For a general ARIMA model,

$\begin{equation}\tag{1} \begin{split} \nabla ^d \nabla_s^D y_t &= c + w_t \\ w_t &= \Phi_1 w_{t-s} + \Phi_2 w_{t-2s} + ... + \Phi_P w_{t-Ps} + e_t - \Theta_1 e_{t-s} - \Theta_2 e_{t-2s} - ... - \Theta_Q e_{t-Qs} \\ e_t &= \phi_1 e_{t-1} + \phi_2 e_{t-2} + ... + \phi_p e_{t-p} + a_t - \theta_1 a_{t-1} - \theta_2 a_{t-2} - ... - \theta_q e_{t-q} \end{split} \end{equation}$

where $y_t$ is the input time series (t = 1 ... n), P, Q, D, p, q, d are orders of seasonal autoregressive, seasonal moving average, seasonal differencing, autoregressive, moving average and differencing respectively. And s is the seasonal period. c is the mean of the differenced values, $\Phi_i (i=1 ... P)$ , $\Theta_i (i=1 ... Q)$ , $\phi_i (i=1 ... p)$ , $\theta_i (i=1 ... q)$ are coefficients for seasonal autoregressive, seasonal moving average, autoregressive and moving average. $a_t$ is the residual.

Estimation

Residual series $a_t$ can be obtained by $y_t$ in equation 1. Sum squares of residuals:

$\begin{equation}\tag{2}S = \sum_{-\infty}^n a_t^2 \end{equation}$

Estimation Criterion

Three criteria are available:

Least Squares

$D = S$

Iterate by minimizing D.

Exact Likelihood

$y_i, \; i=0, -1, ...$ are considered as unobserved random variables with known distribution.

$D = M \times S$

where the multiplier M is a function calculated from the ARIMA model arguments.

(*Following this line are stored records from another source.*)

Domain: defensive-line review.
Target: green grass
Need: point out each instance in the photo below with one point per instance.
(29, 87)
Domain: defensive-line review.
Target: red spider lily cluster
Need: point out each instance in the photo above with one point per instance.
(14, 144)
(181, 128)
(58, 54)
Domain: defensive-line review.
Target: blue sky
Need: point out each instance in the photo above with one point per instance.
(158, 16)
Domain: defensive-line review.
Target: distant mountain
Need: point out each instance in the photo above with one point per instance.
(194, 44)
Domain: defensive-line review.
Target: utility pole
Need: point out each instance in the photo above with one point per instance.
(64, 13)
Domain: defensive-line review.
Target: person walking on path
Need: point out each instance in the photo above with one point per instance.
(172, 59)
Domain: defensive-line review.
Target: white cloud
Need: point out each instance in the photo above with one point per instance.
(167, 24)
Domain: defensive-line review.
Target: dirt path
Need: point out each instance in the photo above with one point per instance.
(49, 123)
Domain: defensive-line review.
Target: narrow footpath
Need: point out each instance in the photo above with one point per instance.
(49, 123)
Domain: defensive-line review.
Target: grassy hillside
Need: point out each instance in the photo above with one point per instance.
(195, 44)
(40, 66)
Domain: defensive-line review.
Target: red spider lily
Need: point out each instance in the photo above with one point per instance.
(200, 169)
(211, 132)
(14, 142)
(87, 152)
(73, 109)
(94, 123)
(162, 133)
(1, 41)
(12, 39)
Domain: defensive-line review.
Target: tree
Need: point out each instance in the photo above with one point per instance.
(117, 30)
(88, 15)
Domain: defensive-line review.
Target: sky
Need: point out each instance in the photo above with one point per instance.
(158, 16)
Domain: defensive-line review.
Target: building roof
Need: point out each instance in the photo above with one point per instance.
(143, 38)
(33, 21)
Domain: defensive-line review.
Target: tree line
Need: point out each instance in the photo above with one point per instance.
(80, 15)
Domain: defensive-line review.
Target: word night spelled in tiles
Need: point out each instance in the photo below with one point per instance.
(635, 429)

Minimizing D is equivalent to maximizing the exact likelihood of the data.

Marginal Likelihood

$D = M \times S$

but with a different value of M. It is distinct from exact likelihood method only if the mean term is included in the model.

In this app, Marquardt method [4] is used to minimize the objective function.

Quantities

Residual $a_t$

Residuals are available at $t \ge 1 + d + s \times D$ .

Fitted y

$\hat{y}_t = y_t - a_t$

Residual Degrees of Freedom

Differenced series length is: $N = n - d - s \times D$ , and $df = N - (\text{number of parameters})$ .

Residual Variance

$erv = \frac{S}{df}$

Covariance Matrix of Parameters

$C = erv \times H^{-1}$

where H is the linearised least squares matrix in the final iteration.

Forecast

To predict time series $y_t$ at t = n + 1, ... n + L, set $a_t = 0$ for t = n + 1, ... n + L, and calculate the predicted value by reversing Eq 1.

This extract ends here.